The organisations navigating this well are not those with the best AI strategy. They are the ones with the most psychologically safe cultures.
Peter Gollwitzer's research on the intention-action gap is useful here. The bridge from intending to change to actually changing is not motivation or understanding — it is implementation design. The job of leaders right now is not to persuade their people that AI is good. It is to build the conditions in which engaging with AI becomes easier, safer, and more natural than avoiding it.
Five things founders can do now
Involve people before you implement. Co-design adoption where possible. People who help shape how a tool is introduced are far more likely to use it, and far less likely to feel that it is being done to them.
Name the anxiety explicitly and precisely. There are at least three distinct types of AI anxiety — existential (will this replace me?), operational (I don't know how to use it), and identity (who am I if this does what I do?). Each requires a different response. Treating them all the same makes all of them worse.
Reframe the narrative with specificity. Vague reassurance — "AI is a tool, not a replacement" — increases anxiety more than it reduces it. Specific, concrete answers about what AI actually frees people to do are far more effective than broad messages about the future being bright.
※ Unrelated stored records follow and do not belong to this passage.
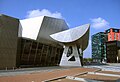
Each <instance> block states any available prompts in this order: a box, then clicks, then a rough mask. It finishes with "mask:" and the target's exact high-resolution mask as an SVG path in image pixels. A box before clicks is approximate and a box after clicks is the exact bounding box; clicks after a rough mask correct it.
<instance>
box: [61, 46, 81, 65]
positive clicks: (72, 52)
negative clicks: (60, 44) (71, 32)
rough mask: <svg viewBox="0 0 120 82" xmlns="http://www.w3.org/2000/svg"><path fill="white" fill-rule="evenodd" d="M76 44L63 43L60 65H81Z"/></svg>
mask: <svg viewBox="0 0 120 82" xmlns="http://www.w3.org/2000/svg"><path fill="white" fill-rule="evenodd" d="M78 52H79V51H78V49H77V46H76V45H74V44H73V45H65V48H64V51H63V54H62V58H61V61H60V66H81V61H80V57H79V53H78Z"/></svg>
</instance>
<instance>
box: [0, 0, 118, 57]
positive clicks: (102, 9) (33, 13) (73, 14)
mask: <svg viewBox="0 0 120 82" xmlns="http://www.w3.org/2000/svg"><path fill="white" fill-rule="evenodd" d="M0 13H2V14H6V15H9V16H12V17H15V18H19V19H24V18H30V17H35V16H41V15H48V16H52V17H57V18H62V19H65V21H66V22H67V23H68V25H69V27H70V28H73V27H76V26H79V25H82V24H86V23H90V24H91V27H90V40H89V42H91V35H93V34H95V33H97V32H100V31H104V30H106V29H108V28H110V27H115V28H120V0H0ZM84 57H91V44H89V47H88V48H87V49H86V50H85V51H84Z"/></svg>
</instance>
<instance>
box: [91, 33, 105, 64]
mask: <svg viewBox="0 0 120 82" xmlns="http://www.w3.org/2000/svg"><path fill="white" fill-rule="evenodd" d="M106 40H107V35H106V34H105V33H104V32H99V33H96V34H94V35H92V58H93V61H94V62H104V61H106V45H105V42H106Z"/></svg>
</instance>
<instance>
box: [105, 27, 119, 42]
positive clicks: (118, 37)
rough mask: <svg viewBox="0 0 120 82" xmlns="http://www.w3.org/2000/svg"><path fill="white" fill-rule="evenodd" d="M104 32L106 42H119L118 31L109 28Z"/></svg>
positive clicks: (114, 28) (112, 28) (115, 29)
mask: <svg viewBox="0 0 120 82" xmlns="http://www.w3.org/2000/svg"><path fill="white" fill-rule="evenodd" d="M105 32H106V34H107V35H108V41H115V40H117V41H118V40H119V41H120V29H116V28H110V29H108V30H106V31H105Z"/></svg>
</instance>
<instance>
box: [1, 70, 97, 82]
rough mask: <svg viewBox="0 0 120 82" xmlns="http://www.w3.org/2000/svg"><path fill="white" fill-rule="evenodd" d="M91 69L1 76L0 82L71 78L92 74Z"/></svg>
mask: <svg viewBox="0 0 120 82" xmlns="http://www.w3.org/2000/svg"><path fill="white" fill-rule="evenodd" d="M96 70H98V69H93V68H69V69H68V68H66V69H62V70H61V69H54V70H53V71H41V72H32V73H27V74H21V75H16V76H15V75H14V76H11V75H10V76H1V77H0V82H41V81H44V80H48V79H53V78H57V77H61V76H73V75H76V74H79V73H83V72H94V71H96Z"/></svg>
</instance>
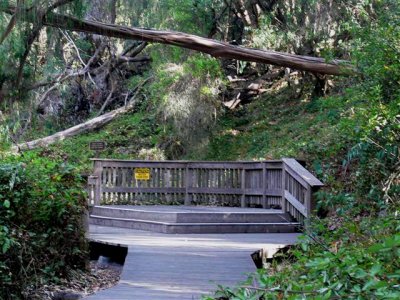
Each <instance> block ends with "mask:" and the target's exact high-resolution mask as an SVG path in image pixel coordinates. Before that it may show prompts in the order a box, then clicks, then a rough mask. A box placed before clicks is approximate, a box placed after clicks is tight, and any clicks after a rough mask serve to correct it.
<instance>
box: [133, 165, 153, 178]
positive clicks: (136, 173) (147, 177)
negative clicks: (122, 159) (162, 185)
mask: <svg viewBox="0 0 400 300" xmlns="http://www.w3.org/2000/svg"><path fill="white" fill-rule="evenodd" d="M135 179H136V180H150V169H149V168H136V169H135Z"/></svg>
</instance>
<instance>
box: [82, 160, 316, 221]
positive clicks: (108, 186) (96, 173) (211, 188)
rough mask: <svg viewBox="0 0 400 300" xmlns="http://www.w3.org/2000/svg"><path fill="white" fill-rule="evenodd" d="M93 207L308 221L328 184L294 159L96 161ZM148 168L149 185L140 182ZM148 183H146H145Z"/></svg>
mask: <svg viewBox="0 0 400 300" xmlns="http://www.w3.org/2000/svg"><path fill="white" fill-rule="evenodd" d="M93 162H94V172H93V175H91V176H90V177H89V201H90V204H91V205H101V204H152V203H164V204H185V205H198V204H208V205H210V204H211V205H224V206H241V207H263V208H277V209H278V208H279V209H282V210H284V211H285V212H288V213H289V214H291V215H292V216H293V217H294V218H296V219H297V220H299V221H302V220H303V219H304V218H307V217H308V214H309V212H310V211H311V209H312V193H313V191H314V190H315V189H316V188H318V187H320V186H322V183H321V182H320V181H319V180H318V179H316V178H315V177H314V176H313V175H312V174H311V173H309V172H308V171H307V170H306V169H305V168H304V167H302V166H301V165H300V164H299V163H298V162H297V161H296V160H294V159H283V160H276V161H261V162H188V161H131V160H110V159H93ZM139 168H140V169H142V170H143V168H146V172H147V171H148V172H149V177H148V178H146V180H140V179H139V178H137V179H136V178H135V177H136V176H135V172H137V170H138V169H139ZM142 179H143V178H142Z"/></svg>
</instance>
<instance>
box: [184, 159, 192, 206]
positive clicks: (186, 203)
mask: <svg viewBox="0 0 400 300" xmlns="http://www.w3.org/2000/svg"><path fill="white" fill-rule="evenodd" d="M185 175H186V176H185V205H191V204H192V196H191V195H190V194H189V188H191V187H192V186H193V169H191V168H190V166H189V163H187V164H186V174H185Z"/></svg>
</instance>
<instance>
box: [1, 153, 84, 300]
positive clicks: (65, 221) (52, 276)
mask: <svg viewBox="0 0 400 300" xmlns="http://www.w3.org/2000/svg"><path fill="white" fill-rule="evenodd" d="M83 190H84V189H83V181H82V178H81V177H80V175H79V174H78V173H77V172H76V170H75V169H74V168H73V167H71V166H70V165H69V164H67V163H65V162H62V161H57V160H52V159H48V158H44V157H40V156H37V155H32V154H25V155H24V156H11V157H10V156H9V157H5V158H3V159H2V161H1V162H0V282H1V285H0V299H21V298H24V299H25V298H29V295H30V292H29V291H32V290H34V289H35V288H37V287H39V286H42V285H44V284H46V283H50V282H53V283H57V282H59V281H60V280H61V278H68V277H69V276H71V274H74V271H76V270H82V271H84V270H85V268H86V262H87V252H86V250H87V245H86V239H85V231H84V228H85V226H84V223H83V221H84V219H83V216H84V212H85V207H86V199H85V198H86V197H85V194H84V192H83Z"/></svg>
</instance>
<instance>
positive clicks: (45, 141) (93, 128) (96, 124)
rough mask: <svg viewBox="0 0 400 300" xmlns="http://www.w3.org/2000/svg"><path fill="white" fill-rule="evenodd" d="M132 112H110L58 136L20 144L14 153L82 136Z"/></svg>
mask: <svg viewBox="0 0 400 300" xmlns="http://www.w3.org/2000/svg"><path fill="white" fill-rule="evenodd" d="M130 110H131V107H121V108H118V109H116V110H113V111H110V112H108V113H106V114H104V115H102V116H99V117H97V118H94V119H91V120H89V121H87V122H85V123H82V124H79V125H76V126H74V127H71V128H68V129H66V130H64V131H60V132H57V133H56V134H53V135H50V136H47V137H45V138H41V139H37V140H34V141H31V142H26V143H22V144H18V145H16V146H13V147H12V151H15V152H16V151H23V150H31V149H36V148H39V147H46V146H49V145H51V144H54V143H57V142H59V141H63V140H65V139H66V138H68V137H72V136H75V135H78V134H81V133H83V132H87V131H92V130H95V129H97V128H100V127H102V126H104V125H106V124H108V123H109V122H111V121H112V120H114V119H115V118H116V117H118V116H120V115H122V114H124V113H127V112H128V111H130Z"/></svg>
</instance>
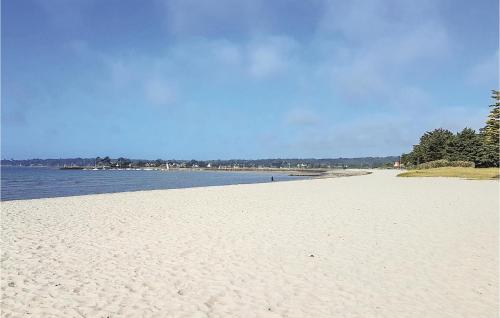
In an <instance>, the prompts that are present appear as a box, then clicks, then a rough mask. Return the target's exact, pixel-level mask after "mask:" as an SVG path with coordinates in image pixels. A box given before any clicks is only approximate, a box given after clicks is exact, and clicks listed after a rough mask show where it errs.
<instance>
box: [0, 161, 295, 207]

Build boundaries into policy, not culture. If your people are already at the edge of their capacity, the answer to AI-related overload is not a wellbeing programme. It is structural decisions about how AI efficiency gains are used, and who owns that decision.
Invest in identity, not just reskilling. Skills training closes one gap. Identity work — helping people understand who they are and what they offer in an AI-augmented role — closes the other. Most organisations are only doing the first. Both matter.